Reputation: 38
I have a ssis package that runs every hour to bring in sales. currently I am bringing in all rows from the beginning of the business, but would like to only bring in rows that are new and those that have been changed since last run. what I need to do is somehow get ssis to create a last run column and then be able to use that time to filter all incoming rows that are either new or have been changed. not sure how go about doing this, any suggestions are welcome.
Upvotes: 0
Views: 1087
Reputation: 131492
You can use Change Tracking to retrieve changes made to a table since a specific version number. This can catch deletions which you can't handle with auditing columns.
Change Tracking is available in all SQL Server editions (ie even Express) so you don't have to worry about licensing.
Copying from the docs, you can load all changes since a specific version with :
SELECT
CT.ProductID, P.Name, P.ListPrice,
CT.SYS_CHANGE_OPERATION, CT.SYS_CHANGE_COLUMNS,
CT.SYS_CHANGE_CONTEXT
FROM
SalesLT.Product AS P
RIGHT OUTER JOIN
CHANGETABLE(CHANGES SalesLT.Product, @last_synchronization_version) AS CT
ON
P.ProductID = CT.ProductID
@last_synchronization_version
is the database version used the last time the ETL job run.
There are various ways to get the last version.

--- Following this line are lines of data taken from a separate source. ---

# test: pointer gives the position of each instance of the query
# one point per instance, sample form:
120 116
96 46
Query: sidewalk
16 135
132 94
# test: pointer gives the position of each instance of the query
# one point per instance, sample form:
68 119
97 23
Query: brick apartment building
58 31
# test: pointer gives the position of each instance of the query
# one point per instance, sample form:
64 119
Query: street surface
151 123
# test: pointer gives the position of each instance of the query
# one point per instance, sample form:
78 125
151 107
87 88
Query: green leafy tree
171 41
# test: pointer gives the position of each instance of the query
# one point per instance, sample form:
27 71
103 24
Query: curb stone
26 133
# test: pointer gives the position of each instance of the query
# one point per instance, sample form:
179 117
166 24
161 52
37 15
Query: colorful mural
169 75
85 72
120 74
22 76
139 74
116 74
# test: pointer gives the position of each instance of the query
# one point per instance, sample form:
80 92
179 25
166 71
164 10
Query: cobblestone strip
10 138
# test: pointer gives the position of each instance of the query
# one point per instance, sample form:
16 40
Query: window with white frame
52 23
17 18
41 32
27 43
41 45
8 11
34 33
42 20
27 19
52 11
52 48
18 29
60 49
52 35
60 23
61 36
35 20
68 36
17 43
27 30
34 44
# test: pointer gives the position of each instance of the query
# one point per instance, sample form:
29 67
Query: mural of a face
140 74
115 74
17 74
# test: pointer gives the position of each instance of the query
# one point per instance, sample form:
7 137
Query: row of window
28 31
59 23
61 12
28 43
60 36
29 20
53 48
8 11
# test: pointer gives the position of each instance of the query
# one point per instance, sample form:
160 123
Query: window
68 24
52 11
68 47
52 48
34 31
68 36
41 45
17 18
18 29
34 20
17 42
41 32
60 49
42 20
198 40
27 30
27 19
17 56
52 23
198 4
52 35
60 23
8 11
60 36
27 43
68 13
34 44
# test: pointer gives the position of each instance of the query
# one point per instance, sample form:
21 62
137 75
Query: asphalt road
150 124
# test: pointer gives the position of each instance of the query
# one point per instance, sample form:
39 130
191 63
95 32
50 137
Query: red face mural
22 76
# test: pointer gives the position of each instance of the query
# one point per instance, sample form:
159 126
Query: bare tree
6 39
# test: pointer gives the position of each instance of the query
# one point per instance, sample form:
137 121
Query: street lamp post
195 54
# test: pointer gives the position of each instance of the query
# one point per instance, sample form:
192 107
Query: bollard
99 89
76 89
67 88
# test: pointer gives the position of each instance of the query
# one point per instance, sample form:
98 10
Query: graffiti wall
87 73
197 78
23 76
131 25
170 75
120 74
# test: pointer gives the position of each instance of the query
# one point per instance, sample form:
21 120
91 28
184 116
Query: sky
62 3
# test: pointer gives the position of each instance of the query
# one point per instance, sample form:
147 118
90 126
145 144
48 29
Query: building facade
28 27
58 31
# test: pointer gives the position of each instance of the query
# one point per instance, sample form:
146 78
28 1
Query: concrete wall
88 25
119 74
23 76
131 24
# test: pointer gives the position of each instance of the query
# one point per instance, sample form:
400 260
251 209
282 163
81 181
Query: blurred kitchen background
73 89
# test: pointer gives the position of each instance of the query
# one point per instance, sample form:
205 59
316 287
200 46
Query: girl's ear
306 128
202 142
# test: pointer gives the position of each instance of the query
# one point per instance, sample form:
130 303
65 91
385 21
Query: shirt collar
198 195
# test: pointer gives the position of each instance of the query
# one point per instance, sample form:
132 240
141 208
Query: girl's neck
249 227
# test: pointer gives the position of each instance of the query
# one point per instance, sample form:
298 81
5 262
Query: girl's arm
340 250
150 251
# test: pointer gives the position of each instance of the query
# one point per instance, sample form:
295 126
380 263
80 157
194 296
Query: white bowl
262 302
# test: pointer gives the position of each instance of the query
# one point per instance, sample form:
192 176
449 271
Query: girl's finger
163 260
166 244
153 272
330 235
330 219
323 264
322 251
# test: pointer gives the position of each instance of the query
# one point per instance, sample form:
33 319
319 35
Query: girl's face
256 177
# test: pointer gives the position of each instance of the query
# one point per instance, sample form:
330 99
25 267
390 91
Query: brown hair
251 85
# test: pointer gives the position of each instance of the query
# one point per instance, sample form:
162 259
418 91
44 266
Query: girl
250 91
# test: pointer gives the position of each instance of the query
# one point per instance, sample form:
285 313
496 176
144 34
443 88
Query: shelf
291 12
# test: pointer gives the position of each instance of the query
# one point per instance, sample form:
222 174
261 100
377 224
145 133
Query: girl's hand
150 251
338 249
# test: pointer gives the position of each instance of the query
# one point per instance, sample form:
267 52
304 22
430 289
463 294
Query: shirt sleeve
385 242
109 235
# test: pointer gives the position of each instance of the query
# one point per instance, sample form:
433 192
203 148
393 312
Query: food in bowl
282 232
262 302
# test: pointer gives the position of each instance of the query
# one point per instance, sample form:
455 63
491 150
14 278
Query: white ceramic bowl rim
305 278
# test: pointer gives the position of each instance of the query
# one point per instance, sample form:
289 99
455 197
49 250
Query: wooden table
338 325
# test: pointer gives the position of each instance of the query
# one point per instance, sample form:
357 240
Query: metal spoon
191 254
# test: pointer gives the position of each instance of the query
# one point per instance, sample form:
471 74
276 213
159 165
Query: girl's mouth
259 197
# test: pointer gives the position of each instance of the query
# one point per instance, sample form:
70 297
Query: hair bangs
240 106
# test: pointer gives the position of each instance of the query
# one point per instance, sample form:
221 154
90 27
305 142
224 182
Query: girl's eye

One way would be to store the current version number with CHANGE_TRACKING_CURRENT_VERSION() when the ETL job starts into a table and use it as the @last_synchronization_version
for the next run. The first time @last_synchronization_version
would be 0
.
You could use an OLEDB Command to load the last stored version from eg a JobHistory table and the current version at the same time :
select max(NextVersion) as VersionSince, CHANGE_TRACKING_CURRENT_VERSION() as NextVersion
from JobHistory;
And store the next version with at the end of the package :
insert into JobHistory (...,NextVersion)
valures (...,@NextVersion)
This way you can easily retrieve all changes made since the last run.
Another option is to include each row's version number in the results by adding the SYS_CHANGE_VERSION
column to the query
SELECT
CT.ProductID, P.Name, P.ListPrice,
CT.SYS_CHANGE_OPERATION, CT.SYS_CHANGE_COLUMNS,
CT.SYS_CHANGE_CONTEXT ,
CT.SYS_CHANGE_VERSION as TrackingVersion
FROM
SalesLT.Product AS P
RIGHT OUTER JOIN
CHANGETABLE(CHANGES SalesLT.Product, @last_synchronization_version) AS CT
ON
P.ProductID = CT.ProductID
On each run you can retrieve the maximum version from the target table and use it to load changes from the source.
SELECT ISNULL(MAX(TrackingVersion),0) as LastVersion
From TargetTable
Another option would be to store the overall database version per row, instead of each row's version.
Upvotes: 1
Reputation: 1270021
You look at the columns createdAt
and updatedAt
, which you meticulously maintain for all the rows in your table, probably using triggers (although you might do this through application logic as well).
Let me assume that updatedAt
is set when a row is created. Then you can do:
select t.*
from t
where t.updatedAt >= @LastReadDate;
Upvotes: 2